Grid Basics


One of Platform's most powerful features is its Computational Grid, or simply referred to as the Grid. This feature allows a developer to break down a larger task into smaller, potentially interdependent tasks to be executed asynchronously in as parallel a fashion as possible. This allows one to increase throughput for a large category of algorithms by adding additional grid nodes to handle the parallel tasks.

In its simplest form, the Grid allows you to run asynchronous tasks based on real-time requests or schedule based workflows. There are a number of features that make the Grid superior to simple schedule based execution common to most operating systems:

  • Task Retries - each task will be retried up to a configurable limit until it succeeds.

  • Dependencies - each task may depend on other tasks and will not execute until those pre-requisite tasks have completed successfully

  • Time Limits - sets the maximum amount of time the task is allowed to execute before the scheduler kills the task's threads.

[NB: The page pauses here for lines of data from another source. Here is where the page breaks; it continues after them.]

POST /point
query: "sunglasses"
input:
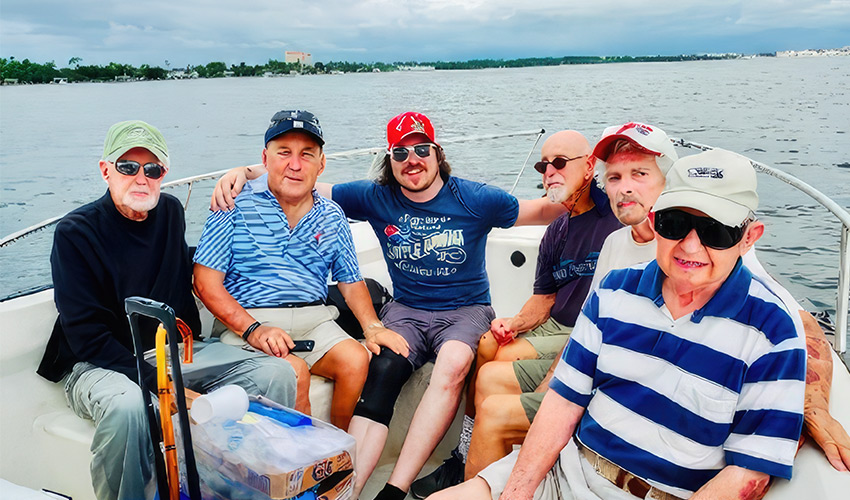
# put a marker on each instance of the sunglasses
(130, 167)
(559, 163)
(676, 224)
(401, 153)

  • Distributed Parallel Execution - each type of task has a configurable number of threads per node. The more nodes you configure, the faster the overall throughput. Furthermore, each task can run on any nodes that have been configured giving you automatic fail-over, redundancy, and a measure of load-balancing.

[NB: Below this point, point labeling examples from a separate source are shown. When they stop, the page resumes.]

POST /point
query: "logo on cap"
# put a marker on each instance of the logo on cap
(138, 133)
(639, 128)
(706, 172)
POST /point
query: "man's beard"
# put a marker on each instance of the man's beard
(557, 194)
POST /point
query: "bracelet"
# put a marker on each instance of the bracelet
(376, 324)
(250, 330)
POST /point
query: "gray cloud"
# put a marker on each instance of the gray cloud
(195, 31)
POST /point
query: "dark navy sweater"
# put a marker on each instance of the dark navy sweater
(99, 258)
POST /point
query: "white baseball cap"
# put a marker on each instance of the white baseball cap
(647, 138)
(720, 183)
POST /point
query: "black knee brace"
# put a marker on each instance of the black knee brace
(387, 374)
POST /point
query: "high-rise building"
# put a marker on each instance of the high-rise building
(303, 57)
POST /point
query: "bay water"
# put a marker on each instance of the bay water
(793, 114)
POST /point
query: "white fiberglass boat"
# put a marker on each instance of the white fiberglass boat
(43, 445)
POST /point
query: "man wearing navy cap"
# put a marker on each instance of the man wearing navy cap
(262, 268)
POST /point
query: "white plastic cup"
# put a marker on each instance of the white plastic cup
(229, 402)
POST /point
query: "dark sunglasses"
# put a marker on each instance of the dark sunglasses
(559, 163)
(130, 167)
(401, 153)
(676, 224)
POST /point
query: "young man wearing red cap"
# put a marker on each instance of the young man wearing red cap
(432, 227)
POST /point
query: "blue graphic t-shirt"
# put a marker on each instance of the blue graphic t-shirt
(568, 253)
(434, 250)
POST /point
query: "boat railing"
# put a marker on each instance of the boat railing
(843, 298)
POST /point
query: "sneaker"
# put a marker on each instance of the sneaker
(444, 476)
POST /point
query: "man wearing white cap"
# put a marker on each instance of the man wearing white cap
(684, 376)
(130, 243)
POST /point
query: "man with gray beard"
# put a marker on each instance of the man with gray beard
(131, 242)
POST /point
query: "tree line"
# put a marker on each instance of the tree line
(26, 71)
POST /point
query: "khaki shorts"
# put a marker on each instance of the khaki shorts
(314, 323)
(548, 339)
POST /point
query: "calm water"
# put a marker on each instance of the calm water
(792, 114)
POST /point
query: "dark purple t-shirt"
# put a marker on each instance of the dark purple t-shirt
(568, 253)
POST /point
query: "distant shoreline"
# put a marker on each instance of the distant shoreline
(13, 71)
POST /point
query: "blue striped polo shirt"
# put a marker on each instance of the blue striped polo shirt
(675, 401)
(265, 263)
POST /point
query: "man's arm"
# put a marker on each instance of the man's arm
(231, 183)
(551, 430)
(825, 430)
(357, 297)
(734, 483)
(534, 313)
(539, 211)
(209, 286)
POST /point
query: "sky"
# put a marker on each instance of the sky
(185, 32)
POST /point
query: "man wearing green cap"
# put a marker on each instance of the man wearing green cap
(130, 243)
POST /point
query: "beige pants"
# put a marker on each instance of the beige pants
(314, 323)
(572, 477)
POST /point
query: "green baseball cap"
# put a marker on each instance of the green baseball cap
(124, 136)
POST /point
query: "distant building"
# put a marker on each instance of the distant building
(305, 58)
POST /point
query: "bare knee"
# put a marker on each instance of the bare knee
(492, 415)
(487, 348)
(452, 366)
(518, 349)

The Computational Grid is especially useful for processes that can be split into discrete tasks. By splitting a process into tasks, you have the flexibility of running each task in parallel, with the grid handling any retries and failures. If the process is partially sequential, you can configure the dependencies such that the process can continue when dependencies are satisfied or fail-fast when a dependency fails. These features make the Computational Grid useful when interacting with external systems that may not be 100% reliable. If an error occurs during the execution of a task, the grid can retry the task until it runs out of retries or succeeds.

To work with the Grid, you need to write Java code using several classes provided by the One Network Platform. The Grid's execution is controlled using an XML file. The remainder of this chapter discusses the elemental classes need to place operational tasks on the Grid.


A GridTask is a unit of execution for the grid. Each GridTask has a single task type and will be run by one TaskPerformer.


See the "Configuration" section and the GridTask javadoc for more details on the specifics of these classes.

GridTasks have a well-defined life-cycle. Consider the following flow chart that might represent the life-cycle of any given task.

GridTasks are executed by TaskPerformers. When they are executed, GridTasks have a status and a result. The status tells you what is happening within the TaskPerformer. The result tells you what happened when the status last changed. The possible values for the status and the result are available as static variables.

In the above example, a GridTask will go from a status of IDLE to a status of RUNNING when it starts. If something goes wrong during the execution of the task, the TaskPerformer returns either TaskResult.RETRY or TaskResult.FAIL depending on whether or not the task is configured to retry and if it is, then depending on whether or the number of retries has not exceeded the set limit.

If the task performer returns the result TaskResult.RETRY, and the task has retries left, it will move back to the IDLE state so that the task gets tried again. If the task is not set to retry, or has reached the limit on the number of retries allowed, the task moves to FAIL PENDING, after which an administrative task will move the task to FAILED. The GridTask will only move from RUNNING to SUCCEEDED when the TaskPerformer returns TaskResult.SUCCEED.

A GridTask may stall during execution if it runs for a longer period of time than its configured allotment. The thread running the TaskPerformer will be interrupted and forcibly killed when this occurs and the task will be retried if possible.


A GridJob is simply a collection of related GridTasks. Any parameters set on the job will be passed on to the task once the task is added to the job.

Like the GridTask, GridJobs also have a well-defined life-cycle. As shown below, a GridJob can be in one of: IDLE, RUNNING, SUCCEEDED, or FAILED.

A job holds a status of IDLE if none of its tasks have begun executing and a status of SUCCEEDED only if all its tasks have completed. While its component tasks are executing, its status is RUNNING. If any of its requisite component tasks fail, the status becomes FAILED.


A TaskPerformer is a stateless class that handles the execution of a task. Remember, it's not the TaskPerformer that has a state, it's the GridTask itself. The TaskPerformer simply executes the task. Each TaskPerformer has a unique type that corresponds to the task type on a GridTask.


A GridTask may depend on a GridJob, another GridTask, or both and will only start once its dependencies have completed successfully. A task designed to be a pre-requisite to other tasks can be set to propagate its failure status to dependent tasks. This means a GridTask can fail without ever executing if one of its dependencies has the propagate fail flag set and that dependency fails.